Ainsi, il est rappelé que le juge judiciaire saisi d’une demande de résiliation judiciaire ne peut plus se prononcer si, depuis la demande de résiliation, le salarié protégé a été licencié après autorisation administrative, y compris lorsque cette autorisation a été annulée. Si le salarié ne demande pas sa réintégration, comme c’est le cas dans cette affaire, le contrat est alors rompu par l’effet du licenciement avec les conséquences de droit. A contrario, si le salarié demandait sa réintégration, son contrat de travail serait rétabli et se poursuivrait, ce qui autoriserait de nouveau le juge judiciaire, à se prononcer sur la demande de résiliation judiciaire.

Contentieux prud’homal

14 – Cinq arrêts à retenir :

Soc. 1er décembre 2021, F-PB, n° 20-13.339

Les demandes formées par le salarié au titre d’un licenciement dépourvu de cause réelle et sérieuse, puis, en appel, d’un licenciement nul, tendent aux mêmes fins, à savoir l’indemnisation des conséquences de son licenciement qu’il estime injustifié. Par conséquent, la demande en nullité du licenciement présentée en appel est recevable.

Soc. 10 novembre 2021, F-D, n° 19-24.375

L’évolution du litige impliquant la mise en cause d’un tiers devant la cour d’appel n’est caractérisée que par la révélation d’une circonstance de fait ou de droit, née du jugement ou postérieure à celui-ci, modifiant les données juridiques du litige.

Soc. 10 novembre 2021, F-D, n° 19-22.407

Un salarié, défenseur syndical, partie à une instance prud’homale, ne peut pas assurer sa propre représentation en justice.

Civ. 2e, 16 décembre 2021, F-B, n° 20-12.000

Selon l’article 83 du code de procédure civile, lorsque le juge s’est prononcé sur la compétence sans statuer sur le fond du litige, sa décision peut faire l’objet d’un appel dans les conditions prévues, notamment, par l’article 85 du même code. Aux termes de ce dernier texte, l’appel est instruit ou jugé comme en matière de procédure à jour fixe si les règles applicables à l’appel des décisions rendues par la juridiction, dont émane le jugement frappé d’appel, imposent la constitution d’avocat, ou, dans le cas contraire, comme il est dit à l’article 948 relatif à la fixation prioritaire dans la procédure sans représentation obligatoire.

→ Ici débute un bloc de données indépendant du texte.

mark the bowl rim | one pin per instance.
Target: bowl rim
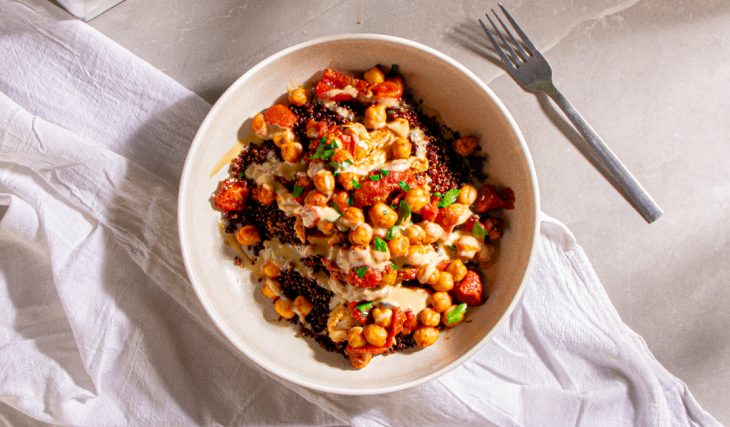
(182, 228)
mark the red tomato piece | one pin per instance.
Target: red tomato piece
(371, 279)
(231, 195)
(489, 198)
(469, 289)
(280, 115)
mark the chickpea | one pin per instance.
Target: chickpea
(340, 200)
(352, 217)
(291, 152)
(375, 117)
(374, 75)
(264, 194)
(467, 246)
(465, 145)
(315, 198)
(342, 156)
(416, 235)
(270, 269)
(324, 181)
(271, 289)
(375, 335)
(283, 308)
(298, 96)
(440, 301)
(303, 306)
(457, 269)
(425, 275)
(467, 195)
(433, 231)
(426, 336)
(283, 137)
(428, 317)
(389, 278)
(417, 198)
(383, 316)
(355, 337)
(417, 254)
(401, 148)
(381, 215)
(444, 283)
(361, 235)
(345, 179)
(326, 227)
(248, 235)
(399, 246)
(258, 126)
(359, 361)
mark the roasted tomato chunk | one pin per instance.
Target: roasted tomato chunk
(469, 289)
(332, 80)
(370, 279)
(280, 115)
(489, 198)
(232, 195)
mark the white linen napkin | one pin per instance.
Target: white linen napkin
(98, 324)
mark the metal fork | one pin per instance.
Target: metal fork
(529, 68)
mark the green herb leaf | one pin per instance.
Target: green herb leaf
(380, 245)
(360, 271)
(364, 307)
(449, 198)
(404, 211)
(297, 191)
(478, 231)
(456, 314)
(390, 234)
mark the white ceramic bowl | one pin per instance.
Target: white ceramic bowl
(235, 304)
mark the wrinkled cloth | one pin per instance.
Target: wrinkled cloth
(99, 325)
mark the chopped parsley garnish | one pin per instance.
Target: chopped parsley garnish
(478, 231)
(390, 234)
(297, 191)
(380, 245)
(360, 271)
(364, 307)
(449, 198)
(404, 211)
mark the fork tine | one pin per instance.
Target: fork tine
(499, 50)
(526, 40)
(509, 33)
(516, 59)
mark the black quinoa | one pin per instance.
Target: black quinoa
(294, 284)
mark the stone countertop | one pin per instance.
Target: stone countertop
(651, 76)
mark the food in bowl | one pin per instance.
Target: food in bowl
(366, 221)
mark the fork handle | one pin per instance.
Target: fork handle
(604, 157)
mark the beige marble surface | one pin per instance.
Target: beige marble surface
(651, 76)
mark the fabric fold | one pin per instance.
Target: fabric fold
(98, 323)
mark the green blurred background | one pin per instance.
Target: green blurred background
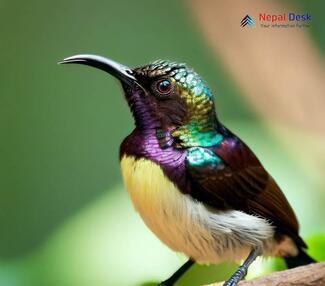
(65, 218)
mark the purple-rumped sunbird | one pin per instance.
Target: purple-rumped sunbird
(195, 184)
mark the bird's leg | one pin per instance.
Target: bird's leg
(242, 270)
(172, 279)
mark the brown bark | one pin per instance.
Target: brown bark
(310, 275)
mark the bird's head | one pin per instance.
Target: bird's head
(166, 97)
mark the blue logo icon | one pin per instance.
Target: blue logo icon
(247, 20)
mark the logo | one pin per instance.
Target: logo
(247, 20)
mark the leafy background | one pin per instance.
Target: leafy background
(65, 218)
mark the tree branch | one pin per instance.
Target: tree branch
(310, 275)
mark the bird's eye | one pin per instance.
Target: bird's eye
(164, 86)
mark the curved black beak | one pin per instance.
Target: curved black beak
(121, 72)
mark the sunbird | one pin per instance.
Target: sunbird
(197, 186)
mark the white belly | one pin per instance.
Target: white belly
(186, 225)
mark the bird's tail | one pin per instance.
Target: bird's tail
(301, 259)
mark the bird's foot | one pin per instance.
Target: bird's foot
(236, 277)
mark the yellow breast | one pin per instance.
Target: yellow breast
(185, 224)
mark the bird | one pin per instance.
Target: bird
(197, 186)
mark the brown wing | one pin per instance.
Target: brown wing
(243, 184)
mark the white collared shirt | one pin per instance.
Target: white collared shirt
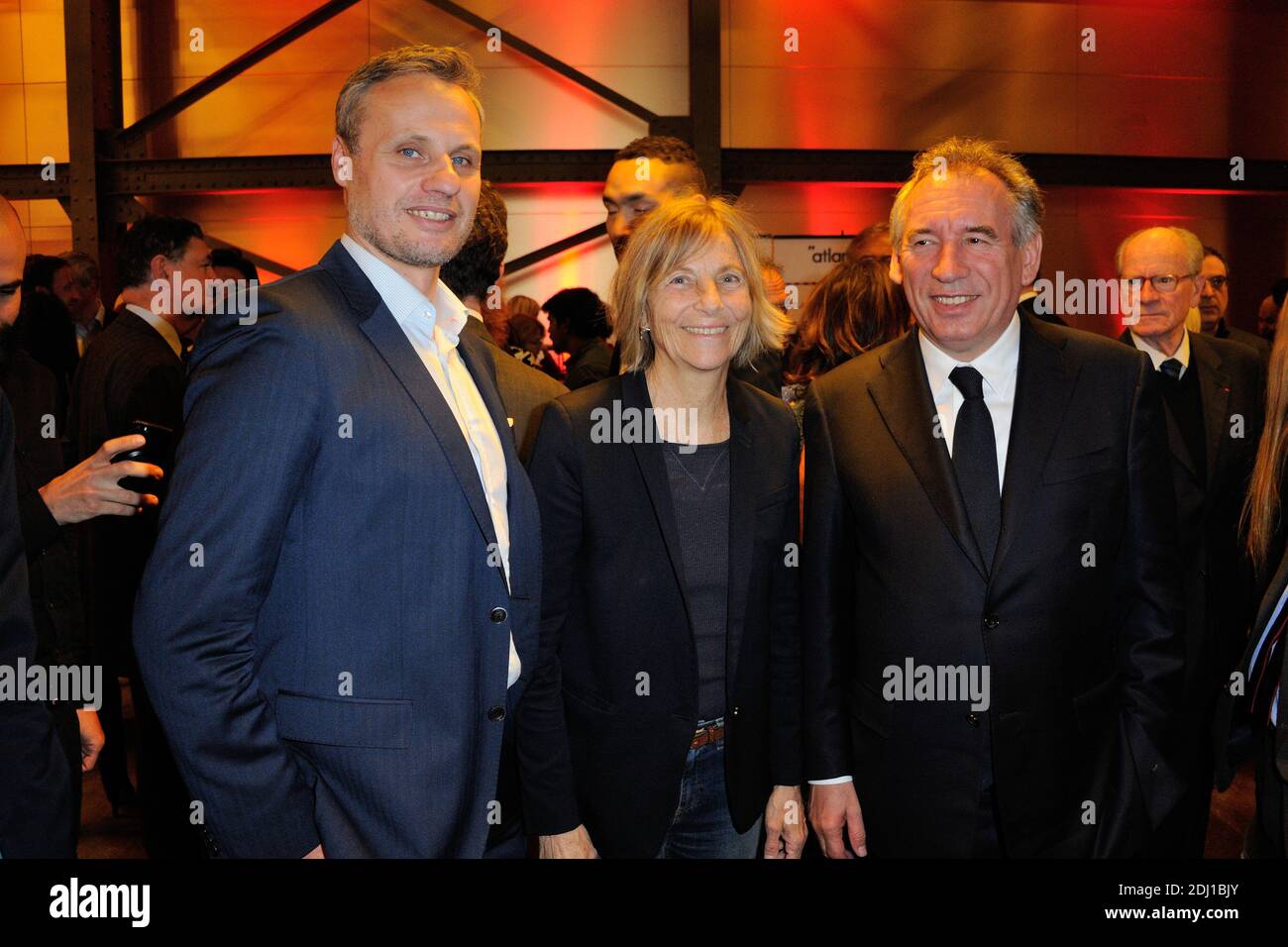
(999, 365)
(433, 333)
(1183, 352)
(163, 329)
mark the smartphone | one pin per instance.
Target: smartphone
(159, 449)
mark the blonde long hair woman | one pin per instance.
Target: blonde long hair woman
(665, 715)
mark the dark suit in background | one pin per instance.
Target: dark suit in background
(52, 567)
(1083, 659)
(35, 796)
(129, 373)
(335, 673)
(524, 390)
(592, 748)
(1214, 418)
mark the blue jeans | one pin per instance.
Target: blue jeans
(702, 826)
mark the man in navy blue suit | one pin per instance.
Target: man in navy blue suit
(340, 611)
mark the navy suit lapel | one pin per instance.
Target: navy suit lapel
(390, 342)
(743, 493)
(903, 397)
(1043, 385)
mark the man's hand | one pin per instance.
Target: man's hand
(833, 809)
(785, 823)
(90, 489)
(91, 738)
(575, 844)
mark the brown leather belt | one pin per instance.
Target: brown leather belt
(707, 735)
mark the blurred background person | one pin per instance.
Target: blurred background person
(855, 307)
(1216, 299)
(134, 371)
(579, 325)
(473, 275)
(1252, 715)
(872, 241)
(665, 570)
(80, 290)
(44, 325)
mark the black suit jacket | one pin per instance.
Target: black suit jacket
(1076, 616)
(591, 748)
(35, 787)
(129, 373)
(1216, 575)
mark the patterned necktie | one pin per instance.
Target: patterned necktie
(975, 460)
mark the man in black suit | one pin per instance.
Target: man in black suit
(991, 583)
(1214, 302)
(134, 371)
(1212, 394)
(475, 274)
(35, 787)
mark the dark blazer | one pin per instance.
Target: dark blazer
(1224, 330)
(591, 749)
(1080, 639)
(129, 373)
(524, 390)
(335, 669)
(1218, 579)
(35, 787)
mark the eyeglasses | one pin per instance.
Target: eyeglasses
(1163, 282)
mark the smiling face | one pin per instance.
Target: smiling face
(699, 312)
(958, 265)
(1215, 299)
(415, 174)
(1158, 252)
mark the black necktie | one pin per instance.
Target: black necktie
(975, 460)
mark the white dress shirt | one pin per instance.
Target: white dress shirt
(999, 365)
(163, 329)
(1183, 352)
(433, 333)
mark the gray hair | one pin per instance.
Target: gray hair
(446, 63)
(1193, 248)
(975, 154)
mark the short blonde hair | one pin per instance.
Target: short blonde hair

La Cour de cassation prend une position claire : en matière prud’homale, même s’il est prévu une procédure spécifique de représentation puisque que la partie peut se faire représenter par un avocat mais également par un défenseur syndical, la représentation est obligatoire. Il en résulte que l‘appel d’un jugement prud’homal statuant sur la compétence est instruit comme en matière de procédure à jour fixe, et non selon l’article 948 du code de procédure civile.

Soc. 8 décembre 2021, FS-B, n° 19-22.810

En matière prud’homale, lorsque la partie intimée a constitué un défenseur syndical pour la représenter, et que cette constitution a été portée à la connaissance de l’avocat de l’appelant avant que celui-là a remis ses conclusions au greffe de la cour d’appel, l’appelant doit alors notifier ses conclusions d’appelant au défenseur syndical, dans le délai de remise au greffe, sans profiter du délai supplémentaire d’un mois de l’article 911. Ayant notifié ses conclusions passé le délai de trois mois de sa déclaration d’appel, la déclaration d’appel encourt la caducité, quand bien même les conclusions ont effectivement été notifiées au défenseur syndical dans le délai d’un mois de l’article 911.

A noter que s’agissant d’une notification par lettre recommandée avec demande d’avis de réception ou par voie de signification, il existe un différé entre l’envoi et la remise qui oblige à anticiper tout envoi destiné à un défenseur syndical.